The passing of the motion on Wednesday started with an emotional delegation from Sharon Vandrish, president of the Brampton Music Theatre who further questioned the timeline and input from local artists in the creation of the Agency. It took a year for staff to consider the possibility of creating an arts task force in the city, and the five year timeline to turn this into an independent corporation is concerning, Vandrish said.
She was also worried that the panel may not contain as much input from local arts leaders as necessary and questioned if artists were fairly included in the process.
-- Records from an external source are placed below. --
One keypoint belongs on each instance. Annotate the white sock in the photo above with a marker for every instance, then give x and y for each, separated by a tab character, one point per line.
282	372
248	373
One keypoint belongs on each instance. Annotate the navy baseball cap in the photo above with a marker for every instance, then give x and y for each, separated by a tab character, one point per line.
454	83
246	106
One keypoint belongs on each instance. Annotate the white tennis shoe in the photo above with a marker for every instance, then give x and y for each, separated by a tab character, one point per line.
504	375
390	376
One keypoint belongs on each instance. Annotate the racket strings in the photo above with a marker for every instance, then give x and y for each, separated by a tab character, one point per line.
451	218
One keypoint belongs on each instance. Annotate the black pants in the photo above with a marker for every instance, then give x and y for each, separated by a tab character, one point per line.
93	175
“We fail to see where this valuable and extremely important merit is added to the mix of the future of the plans of the arm’s length model. The previous arts council was spawned by arts leaders in our community. The same people who stand here often and those who make you proud of your city, are those who you should empower to engage in these initiatives,” Vandrish told the council.
Out of the potential seven member team city staff outlined in their report, only one member of the panel will be under the official title of artist. But city staff said there is an opportunity for this panel to grow and this will be discussed in ongoing stages.
The overall aim is for the Agency to become a fully functioning independent non-profit organization by 2024. When it does, the panel will become part of the official team. If the Agency panel doesn't make the transition to an independent nonprofit corporation by 2024, the project could be shut down.